私の鼓動が電話越しに伝わるんじゃないかって。









『本当に好きだった。明香の事が、可愛くて仕方なかった』







急に涙声になる徹平が分かったから、


それが伝わって私を鼻の奥が痛くなった。


電話の向こうで泣いている徹平を、


私はもう慰めてあげられない。







『いっぱい傷付けてごめん。こんな奴で本当にごめん』






「徹平、もういいよ…」







これ以上謝らせたって、


惨めになるだけだ。


それよりも早く罪を償って、


被害に遭った人たちに詫びてほしい。









「もう私は大丈夫だから。謝らないで。ね?」







私だって本当に好きだった。


出会えてよかったと、そう思ってる。


騙されていたなんて微塵も思わなかったし、


気づきもしなかった。







『全部正直に話させて』







徹平の口からは、


これまで自分が黙っていた事が


全て出てきた。







『まず初めて出会った時は本当に偶然だった』







凛に連れられて行った、


徹平のバイト先のBar。


初めて会った時、少し惹かれる感覚は


あって、だけど好きな人がいたから、


見ないふりをしてたんだっけ。








『一目惚れだった。

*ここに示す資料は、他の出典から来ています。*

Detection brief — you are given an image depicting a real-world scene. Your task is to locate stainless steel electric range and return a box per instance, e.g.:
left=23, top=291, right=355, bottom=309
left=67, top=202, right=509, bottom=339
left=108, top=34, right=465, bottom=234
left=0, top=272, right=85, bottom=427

この子をどうしたら振り向かせられるか。そればっか考えてさ』







一目惚れというワードに反応する。


そう言われれば、


私だってそれに近い。


徹平を見て気になったのは、


本当に出会った時だったから。








『公園にいる人を気になるって話。すごく興味があった』








「それで、どうしたの?」








『明香はその人を知ろうとしてなかったけど、俺は誰だかすごく気になったんだ』









小さな嫉妬心かな。


そう言う徹平は、


あの時を思い出しているような、


懐かしんだ声色で話を進める。


私も知らない公園の人に、


徹平が嫉妬をしていた。


その事実だけでも少し嬉しく思った。